Virtual or Augmented Reality – Where Do Publishers Fit?

“In my opinion no technology has promised more, delivered less, and destroyed more wealth than virtual reality.”

That’s the sentiment of Stephen Masiclat, director of New Media Management at The S.I. Newhouse School of Public Communications in Syracuse.

“Masiclat has spent much of his career researching emerging technology and its impact on the media business,” explains Ellen Harvey in Publishing Executive. “He argues that despite the excitement around VR, there are huge barriers to widespread platform adoption and an unlikely path to profitability for publishers.”

The real opportunities for publishers, Masiclat claims, lie not in VR, but in augmented reality (AR). – in spite of claims by tech-culture forces like Mark Zuckerberg, who has been buying up VR companies and making the case for VR to become a “pervasive part of consumers’ lives,” Harvey notes.

Virtual vs. Augmented Reality – What’s the Difference?

For many, the terms VR and AR are used, if not interchangeably, at least with somewhat blurred lines. Let’s clarify what we’re talking about.

“Virtual reality is all about the creation of a virtual world that users can interact with,” explains Vamien McKallin writing in TechTimes. “This virtual world should be designed in such a way that users would find it difficult to tell the difference from what is real and what is not.” (Think Google Cardboard or those Samsung VR commercials we all saw at the holidays).

Augmented reality, on the other hand, blends AR with real life. “With AR, users are able to interact with virtual contents in the real world, and are able to distinguish between the two,” he explains.

“Both virtual reality and augmented reality are similar in the goal of immersing the user, though both systems to this in different ways. With AR, users continue to be in touch with the real world while interacting with virtual objects around them. With VR, the user is isolated from the real world while immersed in a world that is completely fabricated,” McKallin continues.

Why VR Won’t Fly for Publishers

Accordingly to Masiclat, virtual reality will not be taking the publishing world by storm, for two very specific reasons.

“First, the processing power and storage requirements needed to create a truly virtual experience, where consumers can interact with a virtual environment, are immense,” explains Harvey, excerpting Masiclat’s presentation to the 2016 FUSE Media summit. “Publishers would need to invest significant resources to create this type of media experience, an investment that will be out of reach for many in the industry.”

“Second, Masiclat thinks not enough consumers will adopt VR technology to make publishers’ investments worthwhile,” Harvey continues. His predictions are based on technology adoption models that show that new tech must meet three benchmarks to become widely adopted. It must be:

  1. convenient to use;
  2. emotionally engaging; and
  3. used frequently.

Gamers aside, the general population might find it emotionally engaging, but it’s far from convenient, with many users complaining of nausea, headaches and disorientation. This is likely to prevent frequent use.

The Future of AR and Publishing

Enter augmented reality, which Masiclat believes will have a much larger impact on published content.

“I think you can draw a straight line between the information that publishers create and making it useful in some kind of real-world context,” says Masiclat.

It’s already happening in publishing.

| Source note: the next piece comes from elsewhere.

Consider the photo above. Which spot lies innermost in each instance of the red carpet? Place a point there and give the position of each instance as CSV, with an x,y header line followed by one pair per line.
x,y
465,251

Ikea hit AR out of the park with their 2013 catalog. Other brands like Mercedes scored big that year, and Elle broke some AR ground with their November 2016 issue. There’s work being done by Condé Nast on the intersection of print and AR with Vivepaper, and other companies creating custom content delivery on the fly.

“One basic example Masiclat gives is an AR app envisioned by technology company Magic Leap. Using this app, a user can look at the sky through her camera phone lens, and a weather report will overlay on top of that camera view, sharing the temperature and weather patterns for the day,” Harvey explains.

All of this, of course, relies on successfully managing the huge amount of user data available to publishers, and understanding it in ways that can provide useful and relevant content to each specific end user – what they need, when they need it. And this is where publishers can excel.

Rather than creating an entirely new world for their readers (via VR), publishers have an incredible opportunity to create content that can be digitally offered as a welcome layer in their reader’s real world experience.